Search code examples
apiaudiosignal-processingphoneme

API to break voice into phonemes / synthesize new speech given speech samples?


You know those movies where the tech geeks record someone's voice, and their software breaks it into phonemes? Which they can then use to type in any phrase, and make it seem as if the target is saying it?

Does that software exist in an API Version? I don't even know what to Google.


Solution

  • There is no such software. Breaking arbitrary speech into its constituent phonemes is only a partially solved problem: speech-to-text software is still imperfect, as is text-to-speech.

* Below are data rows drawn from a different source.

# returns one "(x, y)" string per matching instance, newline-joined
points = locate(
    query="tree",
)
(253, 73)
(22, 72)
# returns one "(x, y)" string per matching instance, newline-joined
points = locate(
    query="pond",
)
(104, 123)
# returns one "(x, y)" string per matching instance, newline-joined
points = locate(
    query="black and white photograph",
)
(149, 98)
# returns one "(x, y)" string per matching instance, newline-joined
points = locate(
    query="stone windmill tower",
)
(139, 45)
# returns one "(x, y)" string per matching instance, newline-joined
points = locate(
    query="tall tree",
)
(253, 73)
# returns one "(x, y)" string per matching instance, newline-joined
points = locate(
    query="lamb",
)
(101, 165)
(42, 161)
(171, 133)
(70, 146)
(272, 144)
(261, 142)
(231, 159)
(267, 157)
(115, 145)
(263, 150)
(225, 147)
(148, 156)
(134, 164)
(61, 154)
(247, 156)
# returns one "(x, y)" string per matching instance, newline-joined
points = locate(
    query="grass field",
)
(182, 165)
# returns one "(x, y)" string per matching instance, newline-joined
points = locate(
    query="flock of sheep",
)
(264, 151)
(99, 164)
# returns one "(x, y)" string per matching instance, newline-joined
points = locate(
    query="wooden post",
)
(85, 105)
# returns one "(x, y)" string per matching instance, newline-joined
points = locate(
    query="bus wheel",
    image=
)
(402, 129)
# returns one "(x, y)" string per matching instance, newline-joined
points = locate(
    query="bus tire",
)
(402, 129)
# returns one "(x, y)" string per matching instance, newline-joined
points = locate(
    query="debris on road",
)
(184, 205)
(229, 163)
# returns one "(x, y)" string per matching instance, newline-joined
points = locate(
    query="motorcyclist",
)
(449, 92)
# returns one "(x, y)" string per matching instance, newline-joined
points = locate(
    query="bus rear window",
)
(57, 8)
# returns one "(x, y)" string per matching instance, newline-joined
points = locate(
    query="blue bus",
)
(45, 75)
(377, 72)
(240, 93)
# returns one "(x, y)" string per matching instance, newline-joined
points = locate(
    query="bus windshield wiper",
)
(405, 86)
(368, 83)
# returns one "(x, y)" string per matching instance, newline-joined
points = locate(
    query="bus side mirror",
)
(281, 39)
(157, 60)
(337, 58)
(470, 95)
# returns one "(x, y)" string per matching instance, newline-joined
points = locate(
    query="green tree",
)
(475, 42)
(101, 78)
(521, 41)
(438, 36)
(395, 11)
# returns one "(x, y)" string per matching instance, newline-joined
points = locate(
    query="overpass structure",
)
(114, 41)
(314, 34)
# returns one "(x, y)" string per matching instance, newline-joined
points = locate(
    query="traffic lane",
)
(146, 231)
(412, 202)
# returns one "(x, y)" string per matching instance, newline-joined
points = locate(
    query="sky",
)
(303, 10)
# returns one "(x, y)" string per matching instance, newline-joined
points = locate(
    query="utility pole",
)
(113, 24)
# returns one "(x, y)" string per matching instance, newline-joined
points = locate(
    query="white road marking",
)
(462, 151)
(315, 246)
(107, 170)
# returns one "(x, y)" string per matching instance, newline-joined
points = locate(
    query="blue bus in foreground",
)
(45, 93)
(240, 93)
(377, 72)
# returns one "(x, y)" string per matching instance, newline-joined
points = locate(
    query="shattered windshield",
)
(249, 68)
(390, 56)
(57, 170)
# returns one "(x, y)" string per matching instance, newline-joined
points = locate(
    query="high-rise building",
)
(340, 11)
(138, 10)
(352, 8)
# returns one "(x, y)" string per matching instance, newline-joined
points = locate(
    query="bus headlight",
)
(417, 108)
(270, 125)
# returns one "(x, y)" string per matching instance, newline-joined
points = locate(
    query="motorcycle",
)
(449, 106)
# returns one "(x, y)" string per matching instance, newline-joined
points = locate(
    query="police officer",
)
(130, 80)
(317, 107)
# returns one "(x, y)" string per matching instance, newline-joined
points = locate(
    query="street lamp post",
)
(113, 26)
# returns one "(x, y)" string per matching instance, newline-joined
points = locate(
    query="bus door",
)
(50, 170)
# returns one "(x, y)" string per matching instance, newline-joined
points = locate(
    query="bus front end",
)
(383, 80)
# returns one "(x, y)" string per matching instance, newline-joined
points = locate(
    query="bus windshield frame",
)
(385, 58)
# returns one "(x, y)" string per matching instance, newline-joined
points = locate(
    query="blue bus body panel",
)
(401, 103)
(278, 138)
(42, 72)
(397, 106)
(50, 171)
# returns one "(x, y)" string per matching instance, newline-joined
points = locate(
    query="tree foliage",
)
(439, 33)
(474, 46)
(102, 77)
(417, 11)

    The idea is to reproduce the timbre of the target's voice. Even if you were able to segment the audio perfectly, reordering the phonemes would produce audio with unnatural cadence and intonation, not to mention splicing artifacts. At that point you're getting into smoothing, time-scaling, and pitch correction, all of which are possible and well-understood in theory, but operate poorly on real-world data, especially when the audio sample in question is as short as a single phoneme, and further when the timbre needs to be preserved.

    These problems are compounded on the phonetic side by allophonic variation in sounds based on accent and surrounding phonemes; in order to faithfully produce even a low-quality approximation of the audio, you'd need a detailed understanding of the target's language, accent, and speech patterns.

    Furthermore, your ultimate problem is one of social engineering, and people are not easy to fool when it comes to the voices of people they know. Even with a large corpus of input data, at best you could get a short low-quality sample, hardly enough for a conversation.

    So while it's certainly possible, it's difficult; even if it existed, it wouldn't always be good enough.